Authentication has come a long way in recent years. As the primary barrier to entry for almost all applications, advancements had to be made to ensure that accounts, and the sensitive data stored within them, remain secure. In this blog post, we will talk about Type 3 authentication, biometric authentication, and the fundamental misunderstanding that leads to its incorrect use. 

Types of Authentication 

As we discussed in a previous series of blogposts, there are three main types of authentication: 

  • Type 1 – Something you know, such as a password or passphrase
  • Type 2 – Something you have, such as your phone to receive an OTP code
  • Type 3 – Something you are, such as your fingerprint, facial, or voice-pattern

The most common type of authentication is Type 1. This is used almost everywhere in the modern world, requiring you to provide your username and password to authenticate. This provides concrete proof that you are who you say you are. The username and password combination has to match 100% in order for you to be authenticated. Of course, someone could guess your password, but, if the authentication mechanism is working properly, they would have to guess it 100% correctly to authenticate. Not even 99.99% would do, it has to match 100%. 

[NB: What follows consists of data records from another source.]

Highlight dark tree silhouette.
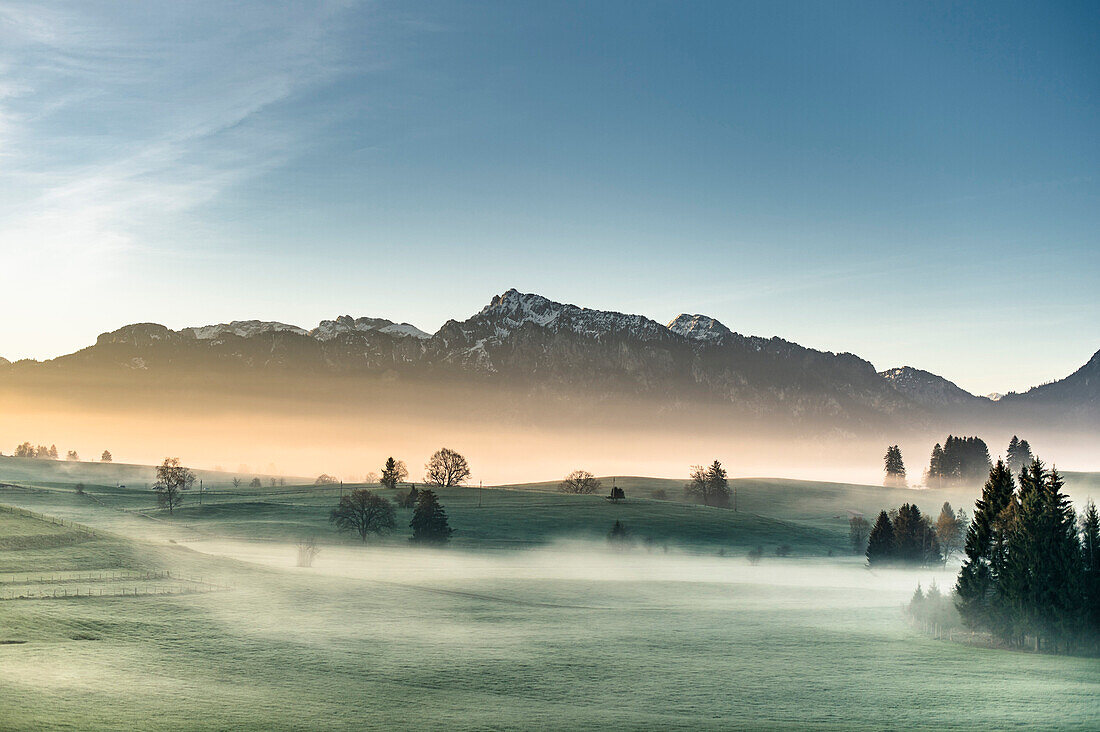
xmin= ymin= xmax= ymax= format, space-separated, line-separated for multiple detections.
xmin=378 ymin=458 xmax=409 ymax=490
xmin=883 ymin=445 xmax=906 ymax=488
xmin=153 ymin=458 xmax=195 ymax=515
xmin=934 ymin=501 xmax=967 ymax=564
xmin=329 ymin=488 xmax=396 ymax=542
xmin=1004 ymin=435 xmax=1035 ymax=473
xmin=409 ymin=488 xmax=454 ymax=544
xmin=424 ymin=447 xmax=470 ymax=488
xmin=867 ymin=511 xmax=894 ymax=567
xmin=955 ymin=460 xmax=1016 ymax=627
xmin=927 ymin=435 xmax=992 ymax=488
xmin=848 ymin=516 xmax=871 ymax=554
xmin=956 ymin=458 xmax=1100 ymax=652
xmin=893 ymin=503 xmax=942 ymax=564
xmin=684 ymin=460 xmax=729 ymax=509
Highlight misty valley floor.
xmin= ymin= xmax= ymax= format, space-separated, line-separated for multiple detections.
xmin=0 ymin=482 xmax=1100 ymax=730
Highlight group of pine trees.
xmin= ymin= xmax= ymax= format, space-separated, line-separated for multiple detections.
xmin=924 ymin=435 xmax=992 ymax=488
xmin=866 ymin=503 xmax=943 ymax=567
xmin=13 ymin=443 xmax=112 ymax=462
xmin=329 ymin=458 xmax=453 ymax=544
xmin=684 ymin=460 xmax=737 ymax=511
xmin=955 ymin=450 xmax=1100 ymax=652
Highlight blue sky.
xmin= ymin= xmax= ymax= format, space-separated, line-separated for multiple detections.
xmin=0 ymin=0 xmax=1100 ymax=393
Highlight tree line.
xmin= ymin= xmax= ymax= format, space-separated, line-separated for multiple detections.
xmin=848 ymin=502 xmax=968 ymax=567
xmin=955 ymin=457 xmax=1100 ymax=652
xmin=12 ymin=443 xmax=114 ymax=462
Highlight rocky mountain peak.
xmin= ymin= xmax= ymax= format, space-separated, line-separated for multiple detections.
xmin=309 ymin=315 xmax=431 ymax=341
xmin=179 ymin=320 xmax=308 ymax=340
xmin=479 ymin=288 xmax=668 ymax=340
xmin=669 ymin=313 xmax=734 ymax=343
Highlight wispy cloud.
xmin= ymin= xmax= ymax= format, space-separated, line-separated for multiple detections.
xmin=0 ymin=2 xmax=356 ymax=274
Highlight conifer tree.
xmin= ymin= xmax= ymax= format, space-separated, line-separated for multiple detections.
xmin=378 ymin=458 xmax=409 ymax=490
xmin=867 ymin=511 xmax=894 ymax=567
xmin=1004 ymin=435 xmax=1035 ymax=473
xmin=409 ymin=488 xmax=454 ymax=544
xmin=1081 ymin=499 xmax=1100 ymax=633
xmin=927 ymin=443 xmax=947 ymax=488
xmin=883 ymin=445 xmax=905 ymax=488
xmin=955 ymin=460 xmax=1015 ymax=627
xmin=893 ymin=503 xmax=939 ymax=564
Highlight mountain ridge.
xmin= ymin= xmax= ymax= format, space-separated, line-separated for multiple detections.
xmin=0 ymin=288 xmax=1100 ymax=426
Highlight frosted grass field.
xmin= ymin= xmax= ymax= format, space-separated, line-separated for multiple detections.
xmin=0 ymin=473 xmax=1100 ymax=730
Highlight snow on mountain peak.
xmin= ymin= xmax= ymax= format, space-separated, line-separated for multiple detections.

To also further protect against password guessing and impersonation, we have observed that multi-factor authentication (MFA) is important. Rather than just relying on a single type of authentication, by combining multiple types, we can make it incredibly hard for a threat actor to gain unauthorised access. Then, it isn’t even enough that they guess your password, they also have to have access to your phone to accept the 2FA prompt or to receive the One-Time Pin (OTP). While attacks such as 2FA fatigue (https://www.beyondtrust.com/resources/glossary/mfa-fatigue-attack) or Sim Swapping (https://www.microsoft.com/en-us/microsoft-365-life-hacks/privacy-and-safety/what-is-sim-swapping) can still be used, this will have raised the bar quite significantly.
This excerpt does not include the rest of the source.